A síndrome do coração partido, explica, "é uma condição que afeta o músculo cardíaco, desencadeada por stress emocional, como um divórcio ou a morte de um companheiro". E prossegue: "O cenário clássico é um casamento longo, no qual o marido morre subitamente e a mulher vai para o hospital com dores no coração, dois dias depois. No pior cenário, morre. Num ataque cardíaco, os vasos sanguíneos ficam bloqueados, mas na síndrome do coração partido, o sangue flui livremente pelo sistema vascular. Algumas zonas do ventrículo esquerdo param de bater, apesar de, ao contrário do que acontece num ataque cardíaco, nenhum dos vasos estar bloqueado." A fase aguda dura entre um e três dias. Estima-se que dois por cento de todos os pacientes diagnosticados com ataques cardíacos morram de síndrome do coração partido.

Streckfuß-Bömeke diz-me, entusiasticamente, que usou células estaminais de sobreviventes para identificar as causas da síndrome do coração partido. Descobriu uma ligação de estrogénio – a síndrome afeta sobretudo mulheres após a menopausa. Ela está bastante segura da existência de uma ligação genética. "É frequente duas irmãs terem um episódio desses", diz. "Ou uma mãe e, alguns anos mais tarde, a filha."

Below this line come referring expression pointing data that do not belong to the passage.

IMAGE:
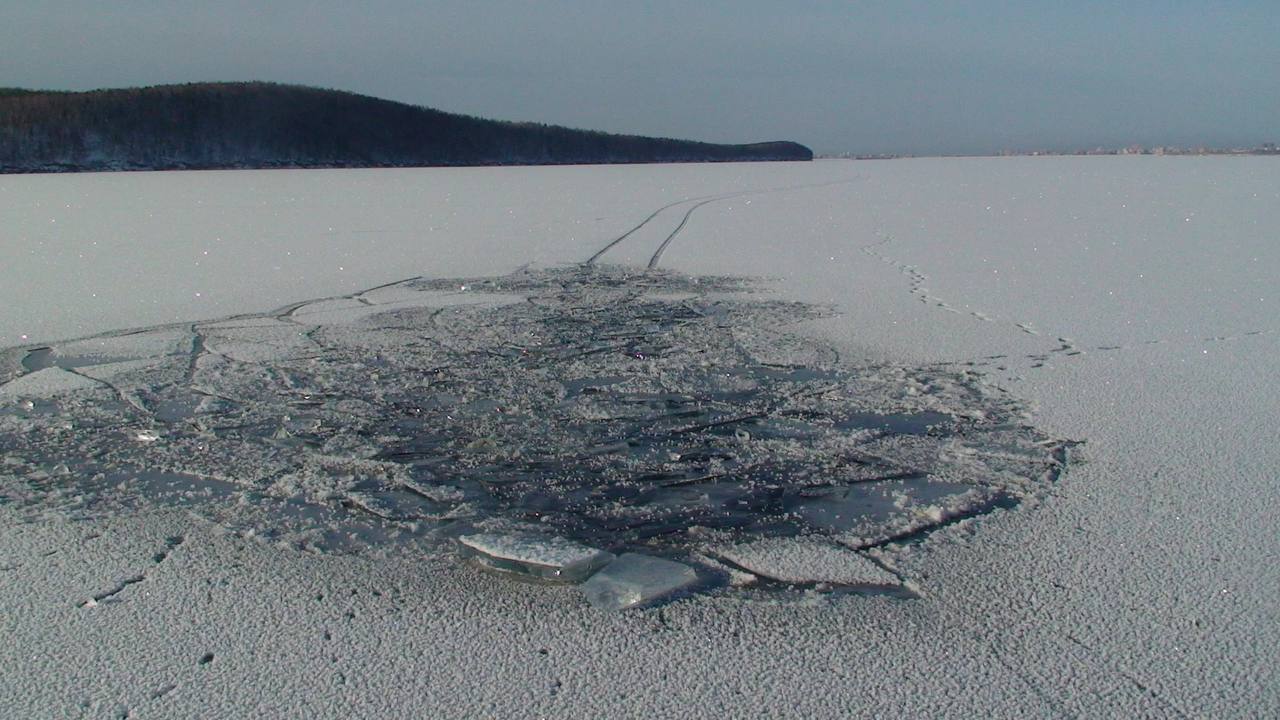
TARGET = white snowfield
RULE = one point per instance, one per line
(1130, 301)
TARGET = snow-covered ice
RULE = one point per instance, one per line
(1123, 302)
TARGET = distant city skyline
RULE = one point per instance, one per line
(912, 77)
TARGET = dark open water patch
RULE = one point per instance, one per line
(636, 414)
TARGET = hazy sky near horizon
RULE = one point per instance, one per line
(909, 76)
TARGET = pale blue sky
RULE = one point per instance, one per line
(913, 76)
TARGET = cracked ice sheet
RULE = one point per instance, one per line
(622, 410)
(1148, 555)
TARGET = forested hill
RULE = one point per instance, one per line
(277, 126)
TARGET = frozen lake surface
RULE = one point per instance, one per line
(767, 383)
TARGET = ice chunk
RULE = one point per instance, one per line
(46, 383)
(544, 557)
(636, 579)
(805, 560)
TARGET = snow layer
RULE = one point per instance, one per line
(1129, 299)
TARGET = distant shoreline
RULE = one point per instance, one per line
(266, 126)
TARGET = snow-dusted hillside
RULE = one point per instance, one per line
(937, 324)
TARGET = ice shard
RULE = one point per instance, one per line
(635, 579)
(543, 557)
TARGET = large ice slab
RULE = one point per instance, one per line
(46, 383)
(635, 579)
(543, 557)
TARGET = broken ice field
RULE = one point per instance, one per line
(639, 434)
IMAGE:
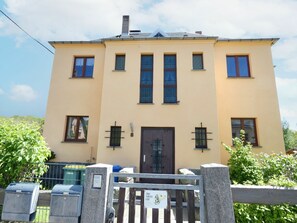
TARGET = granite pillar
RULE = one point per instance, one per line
(218, 197)
(95, 193)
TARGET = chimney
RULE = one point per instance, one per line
(125, 26)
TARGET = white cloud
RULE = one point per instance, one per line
(287, 92)
(89, 19)
(23, 93)
(286, 51)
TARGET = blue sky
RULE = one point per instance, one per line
(25, 67)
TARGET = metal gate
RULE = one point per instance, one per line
(156, 197)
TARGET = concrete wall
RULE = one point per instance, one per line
(74, 96)
(254, 97)
(205, 96)
(196, 92)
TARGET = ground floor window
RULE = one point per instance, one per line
(115, 136)
(77, 128)
(248, 125)
(200, 138)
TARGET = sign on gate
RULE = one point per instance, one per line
(156, 199)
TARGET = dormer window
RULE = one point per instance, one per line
(158, 35)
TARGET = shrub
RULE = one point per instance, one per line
(243, 165)
(23, 151)
(275, 169)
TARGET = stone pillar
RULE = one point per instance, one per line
(218, 197)
(95, 193)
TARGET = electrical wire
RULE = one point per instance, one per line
(26, 32)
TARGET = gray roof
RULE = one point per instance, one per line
(160, 35)
(173, 35)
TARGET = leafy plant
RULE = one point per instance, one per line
(23, 151)
(243, 165)
(264, 169)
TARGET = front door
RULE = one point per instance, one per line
(157, 150)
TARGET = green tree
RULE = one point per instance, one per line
(290, 136)
(243, 165)
(23, 151)
(274, 169)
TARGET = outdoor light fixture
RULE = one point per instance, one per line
(132, 129)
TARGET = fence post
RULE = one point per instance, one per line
(218, 197)
(95, 193)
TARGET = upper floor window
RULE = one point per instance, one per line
(198, 62)
(146, 79)
(238, 66)
(170, 83)
(120, 62)
(77, 128)
(83, 67)
(248, 125)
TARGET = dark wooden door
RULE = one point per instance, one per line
(157, 150)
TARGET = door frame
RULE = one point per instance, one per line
(173, 145)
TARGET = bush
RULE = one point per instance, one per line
(244, 167)
(264, 169)
(23, 151)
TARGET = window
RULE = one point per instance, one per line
(170, 79)
(146, 79)
(83, 67)
(77, 128)
(115, 136)
(197, 62)
(200, 138)
(120, 62)
(248, 125)
(238, 66)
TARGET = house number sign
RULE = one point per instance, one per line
(97, 181)
(155, 199)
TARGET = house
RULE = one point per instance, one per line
(161, 101)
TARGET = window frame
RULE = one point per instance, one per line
(237, 66)
(242, 128)
(117, 68)
(168, 86)
(151, 86)
(198, 139)
(202, 62)
(85, 58)
(76, 139)
(113, 138)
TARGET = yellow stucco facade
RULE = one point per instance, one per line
(205, 97)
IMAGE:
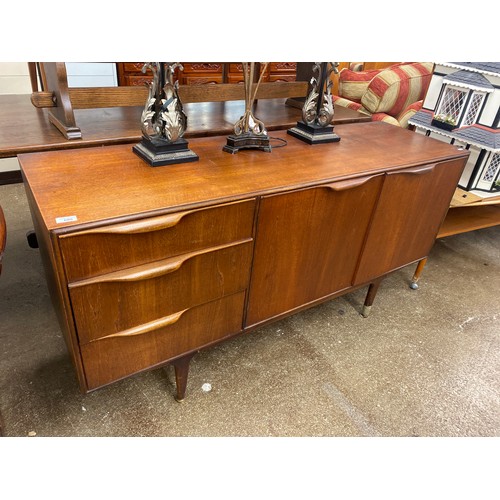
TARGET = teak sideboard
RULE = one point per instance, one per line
(147, 265)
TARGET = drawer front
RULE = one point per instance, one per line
(113, 358)
(135, 67)
(137, 80)
(202, 80)
(202, 67)
(115, 247)
(283, 67)
(120, 301)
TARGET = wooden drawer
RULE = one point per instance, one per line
(115, 247)
(113, 358)
(283, 67)
(135, 67)
(202, 67)
(281, 78)
(137, 80)
(120, 301)
(202, 80)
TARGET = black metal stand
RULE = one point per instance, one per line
(317, 112)
(313, 134)
(159, 153)
(247, 141)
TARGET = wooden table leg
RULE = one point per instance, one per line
(181, 366)
(418, 272)
(370, 297)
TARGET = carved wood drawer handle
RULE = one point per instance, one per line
(141, 226)
(350, 184)
(152, 270)
(416, 171)
(146, 327)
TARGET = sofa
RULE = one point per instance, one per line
(392, 95)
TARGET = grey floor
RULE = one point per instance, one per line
(425, 363)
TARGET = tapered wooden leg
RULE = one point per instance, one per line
(370, 297)
(418, 272)
(181, 367)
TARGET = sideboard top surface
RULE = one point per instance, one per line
(112, 183)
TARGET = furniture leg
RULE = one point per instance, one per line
(181, 366)
(370, 297)
(418, 272)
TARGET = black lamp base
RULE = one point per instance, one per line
(159, 153)
(247, 141)
(313, 134)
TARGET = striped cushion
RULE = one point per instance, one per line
(353, 84)
(384, 117)
(393, 89)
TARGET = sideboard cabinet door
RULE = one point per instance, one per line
(308, 243)
(412, 206)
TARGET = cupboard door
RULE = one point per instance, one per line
(307, 244)
(412, 206)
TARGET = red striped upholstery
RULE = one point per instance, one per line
(391, 95)
(395, 88)
(353, 84)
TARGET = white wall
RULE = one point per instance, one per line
(14, 79)
(92, 74)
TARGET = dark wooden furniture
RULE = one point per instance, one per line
(62, 101)
(148, 265)
(25, 128)
(202, 73)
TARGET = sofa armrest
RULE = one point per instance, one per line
(346, 103)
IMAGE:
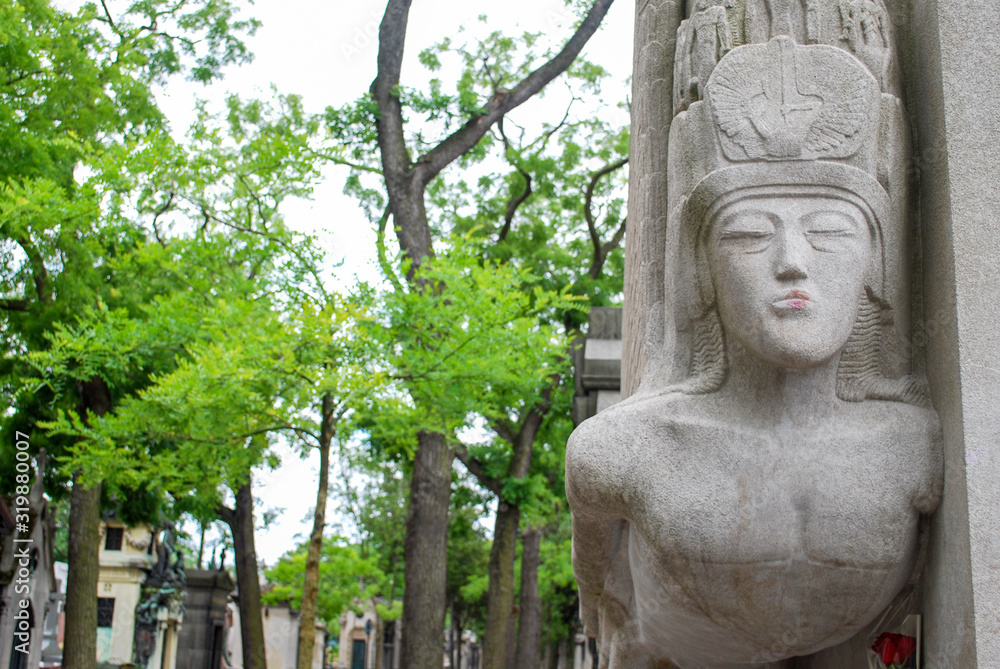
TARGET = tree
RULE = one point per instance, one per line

A maioria dos seus pacientes não sabe que a sua condição é desencadeada por um fator emocional. "É reconfortante para eles descobrirem-no", esclarece. Agora que já identificou algumas das causas, como poderemos evitar morrer com o coração partido? "Ainda estamos a trabalhar nisso", diz Streckfuß-Bömeke, soando, para uma especialista no poder sombrio e mortal de um coração partido, inquietantemente bem-disposta.